Bayangkan kalau setiap makhluk
sebagai salah satu peran, dengan satu pilihan langkah, dalam satu menit saja
bisa mengalami paling sedikit 60 kali kejadian. Padahal satu peran memiliki lebih dari satu pilihan
langkah, maka berapa kejadian yang dapat dialami makhluk ini dalam satu
jam, atau bahkan dalam satu hari
dengan beberapa pilihan langkah seperti dalam permainan catur tadi.
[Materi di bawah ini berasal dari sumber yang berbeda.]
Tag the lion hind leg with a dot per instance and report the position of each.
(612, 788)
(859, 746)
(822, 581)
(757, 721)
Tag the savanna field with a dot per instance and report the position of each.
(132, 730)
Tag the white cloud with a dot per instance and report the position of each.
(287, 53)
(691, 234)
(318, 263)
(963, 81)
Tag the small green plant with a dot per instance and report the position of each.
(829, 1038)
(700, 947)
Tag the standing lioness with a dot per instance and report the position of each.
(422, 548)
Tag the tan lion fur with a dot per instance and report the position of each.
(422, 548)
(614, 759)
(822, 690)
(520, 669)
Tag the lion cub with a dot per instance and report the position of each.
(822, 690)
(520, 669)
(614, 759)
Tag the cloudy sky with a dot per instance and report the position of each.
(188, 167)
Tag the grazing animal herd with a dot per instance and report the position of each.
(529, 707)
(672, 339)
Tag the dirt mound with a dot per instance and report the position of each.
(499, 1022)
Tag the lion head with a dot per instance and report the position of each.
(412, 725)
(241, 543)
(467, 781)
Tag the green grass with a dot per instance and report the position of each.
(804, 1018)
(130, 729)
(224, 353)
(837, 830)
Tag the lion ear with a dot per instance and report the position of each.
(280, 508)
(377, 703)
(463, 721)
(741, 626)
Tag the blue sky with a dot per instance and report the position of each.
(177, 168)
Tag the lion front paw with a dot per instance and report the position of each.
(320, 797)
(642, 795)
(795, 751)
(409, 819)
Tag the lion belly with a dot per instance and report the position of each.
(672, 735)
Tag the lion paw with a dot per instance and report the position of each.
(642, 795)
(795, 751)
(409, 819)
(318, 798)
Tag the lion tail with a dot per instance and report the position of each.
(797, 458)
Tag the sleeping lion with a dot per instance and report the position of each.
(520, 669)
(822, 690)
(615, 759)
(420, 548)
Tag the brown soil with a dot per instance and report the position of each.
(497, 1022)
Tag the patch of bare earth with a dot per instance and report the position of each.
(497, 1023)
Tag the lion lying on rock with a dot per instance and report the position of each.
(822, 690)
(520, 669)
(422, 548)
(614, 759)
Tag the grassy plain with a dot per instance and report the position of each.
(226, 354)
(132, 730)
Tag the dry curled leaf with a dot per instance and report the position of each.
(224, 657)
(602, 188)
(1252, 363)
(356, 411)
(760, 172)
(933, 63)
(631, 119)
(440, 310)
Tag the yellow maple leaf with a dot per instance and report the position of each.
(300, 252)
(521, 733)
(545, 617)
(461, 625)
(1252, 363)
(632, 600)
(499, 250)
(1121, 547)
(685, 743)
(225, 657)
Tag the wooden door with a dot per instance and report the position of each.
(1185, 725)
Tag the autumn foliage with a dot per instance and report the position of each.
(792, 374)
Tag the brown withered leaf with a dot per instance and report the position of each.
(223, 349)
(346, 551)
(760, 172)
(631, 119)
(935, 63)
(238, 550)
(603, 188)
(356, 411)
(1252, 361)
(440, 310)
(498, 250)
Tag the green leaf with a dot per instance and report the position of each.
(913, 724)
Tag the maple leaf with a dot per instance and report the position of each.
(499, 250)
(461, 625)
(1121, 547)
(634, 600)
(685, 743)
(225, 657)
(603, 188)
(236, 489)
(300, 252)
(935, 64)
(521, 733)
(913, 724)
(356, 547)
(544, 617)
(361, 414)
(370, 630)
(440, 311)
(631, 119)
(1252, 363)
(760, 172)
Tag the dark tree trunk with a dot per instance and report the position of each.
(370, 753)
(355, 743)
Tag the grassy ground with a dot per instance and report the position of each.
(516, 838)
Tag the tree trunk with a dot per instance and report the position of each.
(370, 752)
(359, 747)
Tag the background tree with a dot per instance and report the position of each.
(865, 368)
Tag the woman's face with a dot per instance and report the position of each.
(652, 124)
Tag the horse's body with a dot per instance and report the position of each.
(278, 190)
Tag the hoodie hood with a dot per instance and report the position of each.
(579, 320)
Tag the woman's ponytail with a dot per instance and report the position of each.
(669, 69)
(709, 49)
Andaikan
makhluk tadi berperan sebagai
manusia yang bisa bebas menentukan pilihan langkahnya dan bisa mencapai usia
rata-rata 60 tahun, maka berapa kejadiankah yang dapat dialami oleh semua manusia di muka bumi ini
selama hidupnya? Berapa kejadiankah dalam hubungannya dengan peran binatang dan
tumbuhan? Ada berapa macam binatang dan tumbuhan di jagad raya ini? Lalu,
bagaimana dengan jumlah kalimat Tuhan Allah SWT. yang memandu terjadinya jagad
raya ini? Tentu manusia tidak akan sanggup menghitung dan menuliskan
kalimat-kalimat tersebut. Seperti yang diterangkan melalui firmanNya dalam Surat
Al-Kahfi ayat 109:
“Katakanlah (Muhammad), seandainya lautan menjadi tinta untuk (menulis)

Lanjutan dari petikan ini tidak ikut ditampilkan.